プレジデントオンライン / 2023年3月24日 10時15分

「自衛隊は戦力ではない」は本当なのか(※写真はイメージです) - 写真=iStock.com/viper-zero

有事の際、自衛隊は本当に戦えるのだろうか。東京大学名誉教授の井上達夫さんは「憲法9条2項で戦力保有と交戦権行使を禁止しているため、自衛隊は交戦しないという建前に縛られ、交戦行動を統制する法体系もない。その結果、自衛隊は危なすぎて使えない軍隊になる一方、自衛隊員は身を守るための反撃すらできない。それは自衛隊員に精神的な負担を強いている」という――。(後編/全2回)

(前編から続く)

■憲法9条は戦力の保有と行使を禁止している

憲法9条1項は「国権の発動たる戦争と、武力による威嚇又は武力の行使は、国際紛争を解決する手段としては、永久にこれを放棄する」と定めている。

パリ不戦条約をまねたこの文言は、自衛のための戦力の保有と行使は禁じていないと解するのが通説だ。

自衛戦力の保有・行使の禁止の根拠とみなされているのは、以下の9条2項である。

「前項の目的を達成するため、陸海空軍その他の戦力は、これを保持しない。国の交戦権は、これを認めない。」(日本国憲法9条2項)

■「自衛隊は合憲」は苦しい

「前項の目的を達成するため」という冒頭の文言が、2項も1項と同様、自衛戦力の保有・行使を認めていることを意味するという「芦田修正説」もある。

ただ、制憲会議たる帝国議会の場で、当時の吉田茂首相が「自衛のための軍隊も持たないという趣旨だ」と明言している。そのため、筋悪の議論であり、歴代政権もこれを斥けている。

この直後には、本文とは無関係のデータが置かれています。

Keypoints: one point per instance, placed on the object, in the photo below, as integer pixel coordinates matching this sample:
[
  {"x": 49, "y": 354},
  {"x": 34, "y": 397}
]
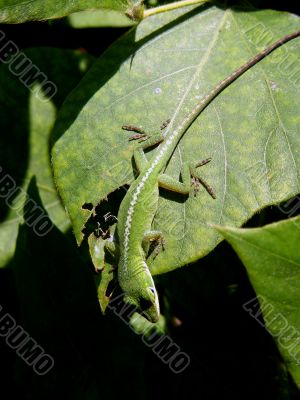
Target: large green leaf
[
  {"x": 24, "y": 142},
  {"x": 159, "y": 71},
  {"x": 98, "y": 18},
  {"x": 271, "y": 256},
  {"x": 17, "y": 11}
]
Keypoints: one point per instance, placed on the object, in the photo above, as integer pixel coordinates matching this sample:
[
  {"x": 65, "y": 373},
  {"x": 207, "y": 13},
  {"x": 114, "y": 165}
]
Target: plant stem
[{"x": 172, "y": 6}]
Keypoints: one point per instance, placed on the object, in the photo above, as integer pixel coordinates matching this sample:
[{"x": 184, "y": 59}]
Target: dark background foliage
[{"x": 54, "y": 298}]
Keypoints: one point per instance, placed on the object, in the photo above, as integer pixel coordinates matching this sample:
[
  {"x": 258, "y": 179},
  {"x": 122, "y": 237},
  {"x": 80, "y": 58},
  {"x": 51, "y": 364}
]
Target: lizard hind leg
[
  {"x": 156, "y": 238},
  {"x": 197, "y": 180}
]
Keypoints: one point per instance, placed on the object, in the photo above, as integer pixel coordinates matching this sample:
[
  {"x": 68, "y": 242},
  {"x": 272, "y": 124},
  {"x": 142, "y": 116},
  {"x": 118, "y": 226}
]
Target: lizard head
[
  {"x": 146, "y": 302},
  {"x": 142, "y": 294}
]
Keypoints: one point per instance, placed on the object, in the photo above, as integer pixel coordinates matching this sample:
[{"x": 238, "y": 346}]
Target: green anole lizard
[{"x": 139, "y": 205}]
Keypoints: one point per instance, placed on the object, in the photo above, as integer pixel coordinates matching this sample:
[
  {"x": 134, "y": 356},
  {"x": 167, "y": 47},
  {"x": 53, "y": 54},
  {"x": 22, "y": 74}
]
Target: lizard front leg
[
  {"x": 146, "y": 141},
  {"x": 150, "y": 237},
  {"x": 189, "y": 170}
]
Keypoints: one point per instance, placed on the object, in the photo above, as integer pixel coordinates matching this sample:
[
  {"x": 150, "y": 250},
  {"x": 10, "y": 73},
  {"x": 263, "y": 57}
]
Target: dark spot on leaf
[{"x": 87, "y": 206}]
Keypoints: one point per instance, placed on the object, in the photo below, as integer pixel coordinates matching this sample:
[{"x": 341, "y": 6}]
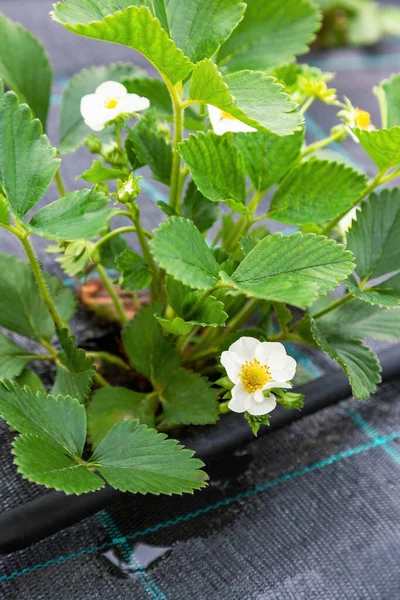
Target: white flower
[
  {"x": 254, "y": 367},
  {"x": 222, "y": 122},
  {"x": 110, "y": 100},
  {"x": 347, "y": 221}
]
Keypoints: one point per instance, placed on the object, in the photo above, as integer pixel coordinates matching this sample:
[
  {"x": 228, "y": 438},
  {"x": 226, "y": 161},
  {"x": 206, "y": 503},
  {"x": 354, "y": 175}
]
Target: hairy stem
[{"x": 114, "y": 296}]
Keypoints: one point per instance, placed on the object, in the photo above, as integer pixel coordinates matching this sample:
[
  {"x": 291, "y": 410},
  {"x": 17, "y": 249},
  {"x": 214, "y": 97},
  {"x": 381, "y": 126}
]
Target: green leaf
[
  {"x": 61, "y": 419},
  {"x": 267, "y": 156},
  {"x": 13, "y": 358},
  {"x": 316, "y": 191},
  {"x": 374, "y": 236},
  {"x": 187, "y": 399},
  {"x": 199, "y": 27},
  {"x": 198, "y": 209},
  {"x": 136, "y": 28},
  {"x": 358, "y": 361},
  {"x": 250, "y": 96},
  {"x": 79, "y": 215},
  {"x": 149, "y": 352},
  {"x": 388, "y": 93},
  {"x": 22, "y": 308},
  {"x": 26, "y": 69},
  {"x": 185, "y": 302},
  {"x": 292, "y": 269},
  {"x": 179, "y": 248},
  {"x": 359, "y": 320},
  {"x": 75, "y": 371},
  {"x": 73, "y": 131},
  {"x": 133, "y": 458},
  {"x": 44, "y": 462},
  {"x": 111, "y": 405},
  {"x": 272, "y": 33},
  {"x": 216, "y": 167},
  {"x": 152, "y": 148},
  {"x": 383, "y": 146},
  {"x": 98, "y": 173},
  {"x": 27, "y": 161},
  {"x": 135, "y": 274}
]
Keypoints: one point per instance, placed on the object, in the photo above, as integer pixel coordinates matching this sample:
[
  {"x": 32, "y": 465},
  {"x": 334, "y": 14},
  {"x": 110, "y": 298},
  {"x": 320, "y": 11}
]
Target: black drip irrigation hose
[{"x": 29, "y": 523}]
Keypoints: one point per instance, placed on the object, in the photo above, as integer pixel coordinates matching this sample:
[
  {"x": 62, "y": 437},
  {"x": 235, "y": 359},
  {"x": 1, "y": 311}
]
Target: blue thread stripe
[
  {"x": 372, "y": 433},
  {"x": 379, "y": 441},
  {"x": 129, "y": 556}
]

歴代政権の自衛隊合憲論の根拠は「自衛隊は戦力ではないし、その防衛行動は交戦権行使ではない」とする主張だ。「自衛隊は警察力」という論もその派生物だ。

■「ないはずの戦力」を統制することはできない

「自衛隊は憲法と法律でがんじがらめに縛られている」と思う人も多いだろう。

しかし、真実はその逆だ。

憲法9条2項があるために、自衛隊をきちんと統制することができないのである。

日本国憲法は「戦力統制規範」を定めておらず、また定められない。

「戦力統制規範」とは、文民統制、国会事前承認、軍法根拠規定(交戦法規立法・軍事司法制度設置の授権規定)など、軍事力の濫用を制御するための規定である。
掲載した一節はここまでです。